A slight drop in sales tax revenues and increasing expenses has left the County Commission with a budget for 2008 that has little play.
Sales tax revenues are projected at $3,175,000 for 2008, while 2007 has been estimated at $3,177,198.
Henson believes there will be at least two or three more years of the same trend. He said TIF Districts have depressed the revenue some, and the downturn in the economy has not helped either.
“People just don’t have money to spend,” he said. “It’s four dollars for a gallon of milk, three for a gallon of gas, two for a loaf of bread … It’s getting sticky for everyone. It affects everyone.”
Overall revenues went up slightly, but some of that was reflected in new tax revenue streams that weren’t listed in the previous year’s proposed budget, such as the senior citizen’s service fund.
Expenses were up 3.7 percent over 2007 projections, going from $13,563,377 to $14,055,342. That total reflects revenue taken in for other entities such as school districts, water districts, courts. About $8 million is pass-through money, according to county officials.
The balance is projected to drop by 30 percent, from $1,623,040 to $1,132,236.
Henson said the county’s budget could have been worse, pointing to other counties such as Jefferson, which he said had a bigger financial crunch.
Despite the belt tightening they’ve had to do, the courthouse renovation will be completed, and the county was able to give employees a raise this year. Last year there were no raises.
“We were able to give an $80 a month across the board raise,” Henson said. “But to do that, we talked to offices that have service fee funds and they were able to turn over some extra money to help pay for the raises. The employees have to have some type of increase with the increase in gas to keep moving.”
They have also been stockpiling rock, salt and that type of thing in anticipation of increasing expenses. “Hopefully, we won’t need to use it,” Henson said. “It doesn’t waste, it’ll be there next year.”

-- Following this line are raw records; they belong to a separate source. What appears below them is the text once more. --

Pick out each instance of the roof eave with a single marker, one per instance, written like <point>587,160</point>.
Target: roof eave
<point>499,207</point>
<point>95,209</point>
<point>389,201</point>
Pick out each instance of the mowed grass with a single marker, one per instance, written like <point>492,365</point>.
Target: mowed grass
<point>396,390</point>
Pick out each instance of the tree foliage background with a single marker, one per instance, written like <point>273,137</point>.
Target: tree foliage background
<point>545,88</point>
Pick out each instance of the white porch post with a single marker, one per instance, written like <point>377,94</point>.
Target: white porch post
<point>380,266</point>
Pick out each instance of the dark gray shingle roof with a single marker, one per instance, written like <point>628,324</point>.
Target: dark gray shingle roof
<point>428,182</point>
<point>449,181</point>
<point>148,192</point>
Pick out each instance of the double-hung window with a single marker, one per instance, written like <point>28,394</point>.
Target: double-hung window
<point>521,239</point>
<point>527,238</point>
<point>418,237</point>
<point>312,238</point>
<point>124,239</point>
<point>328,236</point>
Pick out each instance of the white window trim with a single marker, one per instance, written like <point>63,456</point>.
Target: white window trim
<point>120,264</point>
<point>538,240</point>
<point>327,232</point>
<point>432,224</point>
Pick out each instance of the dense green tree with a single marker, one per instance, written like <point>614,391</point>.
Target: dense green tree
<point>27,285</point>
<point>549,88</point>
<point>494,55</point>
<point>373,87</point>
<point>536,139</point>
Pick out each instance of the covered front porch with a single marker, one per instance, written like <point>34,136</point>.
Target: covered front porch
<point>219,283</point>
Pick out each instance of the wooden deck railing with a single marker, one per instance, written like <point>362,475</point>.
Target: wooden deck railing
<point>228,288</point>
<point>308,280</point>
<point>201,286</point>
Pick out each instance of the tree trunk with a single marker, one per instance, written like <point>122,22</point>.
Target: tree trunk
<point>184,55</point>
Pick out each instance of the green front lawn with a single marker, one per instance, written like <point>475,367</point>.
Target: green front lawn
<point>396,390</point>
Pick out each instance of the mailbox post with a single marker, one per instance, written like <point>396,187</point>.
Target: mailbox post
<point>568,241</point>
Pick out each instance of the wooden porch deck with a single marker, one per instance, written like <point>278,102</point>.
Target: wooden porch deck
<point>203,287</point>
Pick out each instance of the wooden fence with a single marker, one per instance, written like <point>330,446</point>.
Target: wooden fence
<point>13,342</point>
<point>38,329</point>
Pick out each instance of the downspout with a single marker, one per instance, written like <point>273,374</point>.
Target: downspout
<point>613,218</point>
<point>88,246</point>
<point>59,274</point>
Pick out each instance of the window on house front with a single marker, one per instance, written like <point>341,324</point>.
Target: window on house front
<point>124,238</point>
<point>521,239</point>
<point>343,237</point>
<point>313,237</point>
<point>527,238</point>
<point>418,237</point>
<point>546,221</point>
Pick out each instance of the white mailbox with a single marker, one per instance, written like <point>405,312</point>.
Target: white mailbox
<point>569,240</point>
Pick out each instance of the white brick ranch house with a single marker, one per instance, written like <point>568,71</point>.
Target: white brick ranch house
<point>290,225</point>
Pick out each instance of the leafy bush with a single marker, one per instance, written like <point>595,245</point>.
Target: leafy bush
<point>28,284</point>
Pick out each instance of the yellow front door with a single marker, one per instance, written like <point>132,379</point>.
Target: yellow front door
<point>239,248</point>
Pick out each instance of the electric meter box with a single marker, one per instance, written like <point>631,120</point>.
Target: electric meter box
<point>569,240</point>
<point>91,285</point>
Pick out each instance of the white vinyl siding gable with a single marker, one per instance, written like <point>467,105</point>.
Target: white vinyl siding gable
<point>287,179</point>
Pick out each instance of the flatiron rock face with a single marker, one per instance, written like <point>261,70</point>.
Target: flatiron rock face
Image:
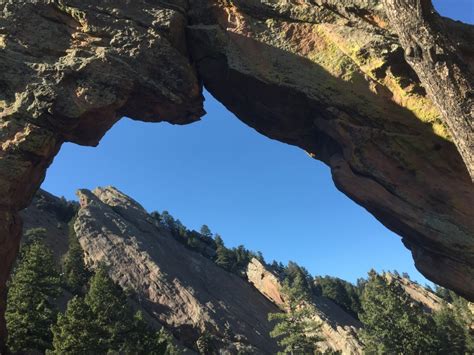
<point>339,329</point>
<point>178,287</point>
<point>330,77</point>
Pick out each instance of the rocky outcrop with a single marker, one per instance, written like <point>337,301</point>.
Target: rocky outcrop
<point>437,58</point>
<point>428,299</point>
<point>327,76</point>
<point>331,78</point>
<point>180,288</point>
<point>339,329</point>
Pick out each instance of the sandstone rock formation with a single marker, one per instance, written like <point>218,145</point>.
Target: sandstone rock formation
<point>327,76</point>
<point>338,328</point>
<point>181,288</point>
<point>178,287</point>
<point>429,300</point>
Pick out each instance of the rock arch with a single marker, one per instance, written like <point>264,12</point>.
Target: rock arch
<point>327,76</point>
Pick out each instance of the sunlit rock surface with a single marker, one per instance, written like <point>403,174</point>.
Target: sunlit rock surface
<point>327,76</point>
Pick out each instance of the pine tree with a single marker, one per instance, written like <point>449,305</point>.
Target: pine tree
<point>393,322</point>
<point>75,272</point>
<point>108,303</point>
<point>76,331</point>
<point>121,330</point>
<point>298,333</point>
<point>32,290</point>
<point>451,332</point>
<point>204,344</point>
<point>205,231</point>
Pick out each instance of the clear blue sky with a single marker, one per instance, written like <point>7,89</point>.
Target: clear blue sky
<point>264,194</point>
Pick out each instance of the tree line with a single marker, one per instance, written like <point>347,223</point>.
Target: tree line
<point>98,318</point>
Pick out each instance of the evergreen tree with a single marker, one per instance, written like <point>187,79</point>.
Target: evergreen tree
<point>393,322</point>
<point>32,290</point>
<point>204,344</point>
<point>77,332</point>
<point>298,333</point>
<point>205,231</point>
<point>450,331</point>
<point>108,303</point>
<point>121,330</point>
<point>341,292</point>
<point>75,272</point>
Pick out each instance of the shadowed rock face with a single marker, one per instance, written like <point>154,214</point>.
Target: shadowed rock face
<point>339,329</point>
<point>332,79</point>
<point>180,288</point>
<point>327,76</point>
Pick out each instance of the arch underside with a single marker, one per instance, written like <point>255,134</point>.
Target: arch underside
<point>329,78</point>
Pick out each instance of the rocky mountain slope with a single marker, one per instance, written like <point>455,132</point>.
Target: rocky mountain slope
<point>176,286</point>
<point>331,77</point>
<point>180,288</point>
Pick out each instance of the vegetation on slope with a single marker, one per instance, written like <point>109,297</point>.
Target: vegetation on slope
<point>99,319</point>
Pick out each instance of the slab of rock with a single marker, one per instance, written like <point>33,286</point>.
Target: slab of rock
<point>180,288</point>
<point>339,329</point>
<point>327,76</point>
<point>331,78</point>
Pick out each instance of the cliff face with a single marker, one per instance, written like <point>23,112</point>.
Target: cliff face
<point>338,328</point>
<point>178,287</point>
<point>331,78</point>
<point>175,286</point>
<point>328,76</point>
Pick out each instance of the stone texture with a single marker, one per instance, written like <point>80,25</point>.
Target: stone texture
<point>70,70</point>
<point>429,300</point>
<point>327,76</point>
<point>180,288</point>
<point>445,71</point>
<point>338,328</point>
<point>331,78</point>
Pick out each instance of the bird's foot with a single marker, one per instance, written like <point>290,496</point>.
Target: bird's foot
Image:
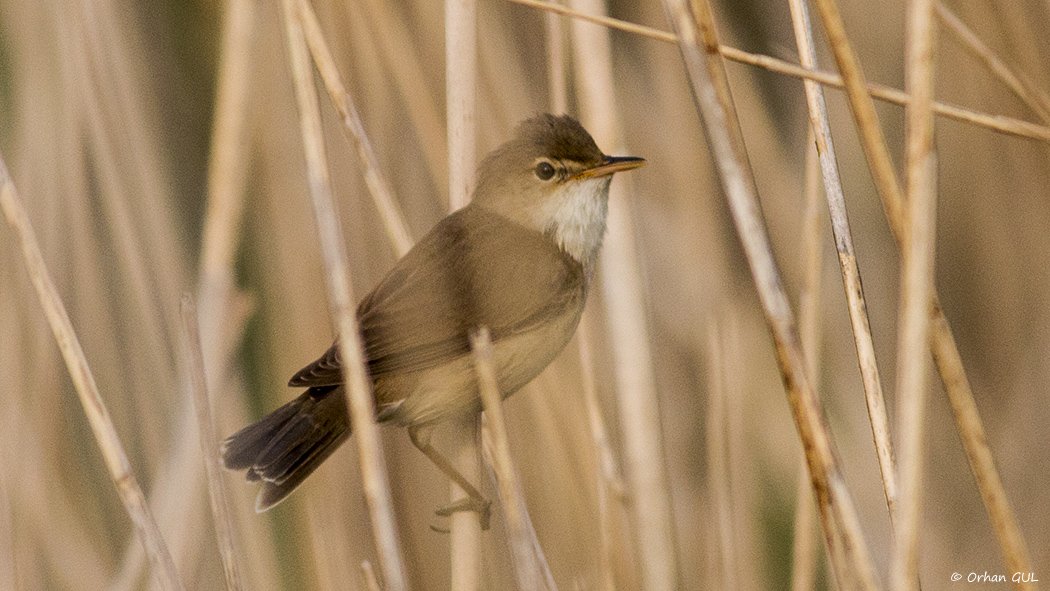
<point>481,506</point>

There are no building projects in mind.
“It’s doubtful, unless we actually sell road and bridge,” Henson said. “Then we would be trading dollars to move them over to the other area.”
The county was planning to build a new maintenance shed on land near the St. Francois County Jail, which would have centralized their operations and cut some maintenance expenses, county officials say. However, without selling the existing maintenance shed, they cannot afford to move.
Office holders were asked to cut expenses across the board and equipment costs were held back, Henson said, to balance the budget.
“Office equipment and things we’d normally buy, we’re going to do a lot more repair work, where it’s feasible and cost effective. We’re doing without new equipment and we’ve cut way down,” Henson said. “I’ve talked with all the office holders. They know it’s crunch time.”
Henson said he line-itemed each budget to cut out some expenses.